Citizens of Manchester have a fine university and pride themselves on being the cultural center for Northern England. At the Midland Hotel, where I stayed, they told me a great many American businessmen came to their city.
We now have only a few consul generals left in England, but Manchester is still served by Rufus Lane who, together with his wife, gave a small and delightful luncheon for me.
On arrival, there was the usual press conference, and the photographers had to have the opportunity to photograph the welcoming committee.
A sweet little girl gave me a bunch of flowers, and then we all went into the airport restaurant for coffee where I had an opportunity to meet my kind hosts. There were about 400 people at the dinner in the evening at which I spoke, and it was announced that 4,000 pounds had been raised for Youth Aliyah, which seemed to please Mrs. Warburg.
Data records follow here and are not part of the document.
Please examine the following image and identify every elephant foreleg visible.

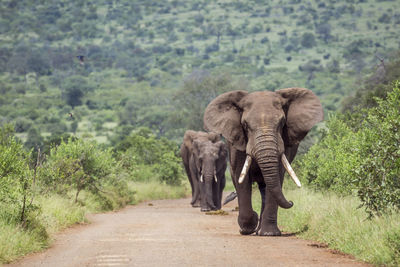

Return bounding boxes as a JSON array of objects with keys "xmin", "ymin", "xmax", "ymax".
[
  {"xmin": 258, "ymin": 190, "xmax": 281, "ymax": 236},
  {"xmin": 190, "ymin": 162, "xmax": 200, "ymax": 207}
]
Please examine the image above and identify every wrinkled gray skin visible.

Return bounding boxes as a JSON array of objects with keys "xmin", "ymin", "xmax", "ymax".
[
  {"xmin": 204, "ymin": 88, "xmax": 323, "ymax": 236},
  {"xmin": 181, "ymin": 130, "xmax": 227, "ymax": 211}
]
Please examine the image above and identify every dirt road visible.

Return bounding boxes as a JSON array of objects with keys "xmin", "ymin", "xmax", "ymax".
[{"xmin": 10, "ymin": 196, "xmax": 365, "ymax": 267}]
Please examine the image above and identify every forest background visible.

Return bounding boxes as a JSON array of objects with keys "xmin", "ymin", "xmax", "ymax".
[{"xmin": 0, "ymin": 0, "xmax": 400, "ymax": 263}]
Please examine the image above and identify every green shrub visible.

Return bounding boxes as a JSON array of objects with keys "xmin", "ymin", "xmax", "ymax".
[
  {"xmin": 40, "ymin": 138, "xmax": 118, "ymax": 202},
  {"xmin": 0, "ymin": 125, "xmax": 34, "ymax": 223},
  {"xmin": 300, "ymin": 82, "xmax": 400, "ymax": 216},
  {"xmin": 117, "ymin": 128, "xmax": 183, "ymax": 185}
]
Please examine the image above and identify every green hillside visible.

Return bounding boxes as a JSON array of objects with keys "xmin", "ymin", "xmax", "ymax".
[{"xmin": 0, "ymin": 0, "xmax": 400, "ymax": 147}]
The special effort being made for Youth Aliyah this year is because Israel is being asked to take in a great number of unaccompanied children. Poland is permitting the transfer of a whole orphanage of children, held since the end of World War II, to Israel. Many children are going to Israel from Egypt and Hungary and a few from North Africa.
They are being received at the rate of 500 children a month, creating a considerable burden in their examination, adjustment and integration into the community. Children in Israel always seem to me to get remarkably good care, and I am happy that these homeless children can receive the care, security and love that they will meet on arrival in Israel.
On my return from Manchester I was happy to find Miss Corr, my secretary, safely back from her weekend in Ireland.
Moshe Kol, the director of Youth Aliyah in Israel, came to see me to tell me of new developments before Lady Reading and I went to lunch with Mr. and Mrs. Douglas Fairbanks Jr.
They had a delightful party, but just as happens in the U.S., the men had to leave promptly to go back to work as soon as lunch was over. Then I had the pleasure of having my two cousins, Mrs. Muriel Martineau and Mrs. Charles Fellowes-Gordon, together with Mr. and Mrs. Peter Cochrane, for tea at Lady Reading's home.
In the evening we all attended the big dinner at Grosvenor House, at which I spoke for Youth Aliyah. It seemed to me that there were at at least 800 persons present.